SEOUL, Aug. 14 (Korea Bizwire) — Let’s try a thought experiment for a moment. Picture in your mind, an empty, crushed aluminum soda can. It’s slightly sticky around the edges and speckled with dirt. Got it? Now, picture in your mind a one month-old puppy. It’s fluffy, helpless and frightened. See the connection?
If you’re wondering how anyone might compare the two without being crazy, I would say that for certain portion of the Korean population, the connection between the two may be stronger than you or they realize.
ABANDONED DOGS ON THE RISE
Recently released statistics show a troubling trend. Official figures reveal that last year, 174 dogs were abandoned on average every day. This count is backed up by data released by the Ministry of Agriculture, Food and Rural Affairs showing the number of abandoned dogs has been increasing in the past few years. In 2014, a total of 59,180 abandoned animals were found. Two years later, the number increased to 63,602.
The rise in abandoned animals may simply be a cause of the rapid popularization of pet ownership. Without poring over reams of statistics, any Seoulite will confirm that the number of pet dogs in their neighborhood is growing. Furthermore, as the number of pet owners increaseㄴ, so too does the number of bad pet owners. So the spike in abandoned animals in 2016 compared to previous years may merely reflect the increase in pet ownership.
HOLIDAY SEASON PRIME TIME FOR PET ABANDONMENT
According to statistics released by the city of Chungju, when the summer holiday season officially started this year, the number of animals brought into the city’s animal shelter for abandoned animals was overwhelming. In fact, the number of animals was 18 percent higher than normal. Why are there more abandoned animals during the summer?
The director of the Animal Protection Center in Chungju believes that it’s because the animals are an impediment to their owners. “People abandon their animals and go on holiday based on the excuse that taking care of them throughout the holiday season is too difficult,” he said.
If the director’s position is correct (Chungju’s animal shelter is currently over capacity, with a cat that had recently given birth living in a bathroom due to the lack of space), then this raises a number of questions, including one very important one – why this is happening?
Are animals being abandoned because of the cost required to find someone to care for them while their owners are away? There has been an increase in “animal hotels”, which are exactly what they sound like. However, they are not known for being cheap, which may keep pet owners away. In addition, the hiring of pet sitters is still relatively new to Korea, and thus owners may refuse spend on such options.
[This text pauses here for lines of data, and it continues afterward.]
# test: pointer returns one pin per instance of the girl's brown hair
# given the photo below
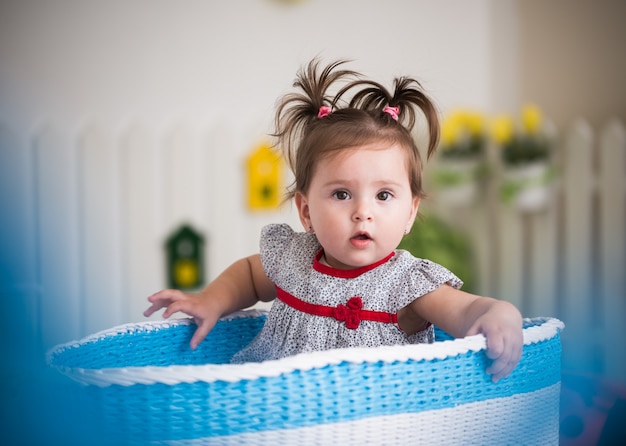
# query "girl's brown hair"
(305, 138)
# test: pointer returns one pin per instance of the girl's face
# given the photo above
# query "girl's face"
(359, 204)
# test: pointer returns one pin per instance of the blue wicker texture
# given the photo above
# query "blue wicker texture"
(344, 392)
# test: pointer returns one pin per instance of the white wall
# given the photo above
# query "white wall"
(214, 70)
(165, 58)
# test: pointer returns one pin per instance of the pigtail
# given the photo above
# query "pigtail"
(297, 112)
(399, 106)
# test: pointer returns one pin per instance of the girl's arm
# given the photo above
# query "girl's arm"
(463, 314)
(240, 286)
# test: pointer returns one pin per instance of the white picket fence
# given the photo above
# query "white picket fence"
(86, 211)
(566, 258)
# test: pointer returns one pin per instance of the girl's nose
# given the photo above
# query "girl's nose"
(362, 213)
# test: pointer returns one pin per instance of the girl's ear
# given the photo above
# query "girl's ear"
(303, 211)
(414, 208)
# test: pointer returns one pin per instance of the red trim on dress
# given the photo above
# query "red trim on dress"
(345, 273)
(351, 313)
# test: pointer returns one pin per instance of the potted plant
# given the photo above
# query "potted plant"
(461, 157)
(526, 149)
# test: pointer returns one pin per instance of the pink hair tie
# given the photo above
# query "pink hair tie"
(392, 111)
(324, 111)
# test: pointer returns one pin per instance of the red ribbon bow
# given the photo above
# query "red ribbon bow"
(350, 313)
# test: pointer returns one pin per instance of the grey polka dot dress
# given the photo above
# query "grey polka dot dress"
(291, 261)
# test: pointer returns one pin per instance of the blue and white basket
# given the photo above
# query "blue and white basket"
(144, 385)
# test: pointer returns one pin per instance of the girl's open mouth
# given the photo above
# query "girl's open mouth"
(361, 240)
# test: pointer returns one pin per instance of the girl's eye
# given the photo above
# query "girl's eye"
(341, 195)
(384, 195)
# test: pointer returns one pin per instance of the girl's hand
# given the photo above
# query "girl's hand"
(501, 324)
(194, 305)
(463, 314)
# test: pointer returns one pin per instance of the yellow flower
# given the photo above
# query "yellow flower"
(502, 129)
(450, 131)
(474, 122)
(531, 119)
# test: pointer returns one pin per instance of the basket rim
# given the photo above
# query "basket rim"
(540, 329)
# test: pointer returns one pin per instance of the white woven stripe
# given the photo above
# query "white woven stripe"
(235, 372)
(528, 419)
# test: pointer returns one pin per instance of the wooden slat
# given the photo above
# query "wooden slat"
(57, 215)
(99, 209)
(142, 253)
(612, 239)
(19, 288)
(578, 183)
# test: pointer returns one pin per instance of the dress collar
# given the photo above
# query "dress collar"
(345, 273)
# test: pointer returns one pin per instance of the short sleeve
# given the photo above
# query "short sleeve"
(433, 275)
(283, 250)
(417, 277)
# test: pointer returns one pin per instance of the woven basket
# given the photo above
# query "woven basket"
(144, 385)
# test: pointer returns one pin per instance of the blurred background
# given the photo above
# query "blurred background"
(132, 157)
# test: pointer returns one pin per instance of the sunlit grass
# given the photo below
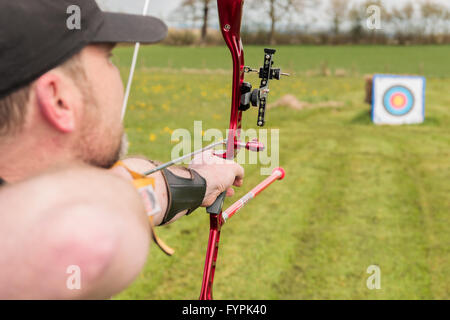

But “too expensive” doesn’t seem to be a good explanation. In general, pets are not cheap. Buying, feeding, taking them to the vet all require time and money. If an owner has been raising a pet for some time, he or she would be aware of this. It seems unlikely the owner would balk at an expensive fee and decide to abandon the pet.
There is a possible answer to the why. The answer is that the adorable puppies are just objects of fleeting fancy and nothing more. This is hardly a groundbreaking observation, but perhaps this strikes ever closer to the heart of Korean consumerism than what appears on the surface.
Like the underground hallways lined with clothing shops and shoe stores that hawk seasonal, disposable clothing, like the ice cold bottles of beer and plastic containers filled with tantalizing delights that end up as litter on the beaches of Korea’s supposed “best” holiday destinations, so too are the puppies a seasonal delight that will be discarded onto the garbage heap.
When it looks good, keep it. When it doesn’t, get rid of it. That’s why the clothes are so cheap in the hundreds of stalls one passes on the way to hop on the subway. The value wears out quick.
Thinking of the trash that rests on the ground in many pockets of the city, and the toys, bottles, clothes, blankets, bones and other food remains that lie strewn about on beaches and parks after a hot summer day, one might question whether the tens of thousands of dogs being abandoned isn’t an aberration. Rather, it’s merely an extension of a carelessness in disposing of things that were once desired but are no longer.
To see a pet as an “animal” as opposed to a “family member” is one thing, but to dispose of it like one would a cigarette butt, by dropping it onto the street when no one is looking, that’s something else entirely. One can argue about the morality of treating life like an object, about social transformation so deep that a pet is no longer a “family member”, but what is truly damning is the portrait of a portion of society that gives the whole a bad name.A portion of society that does believe, whether it realizes it or not, that a puppy equals a crushed soda can.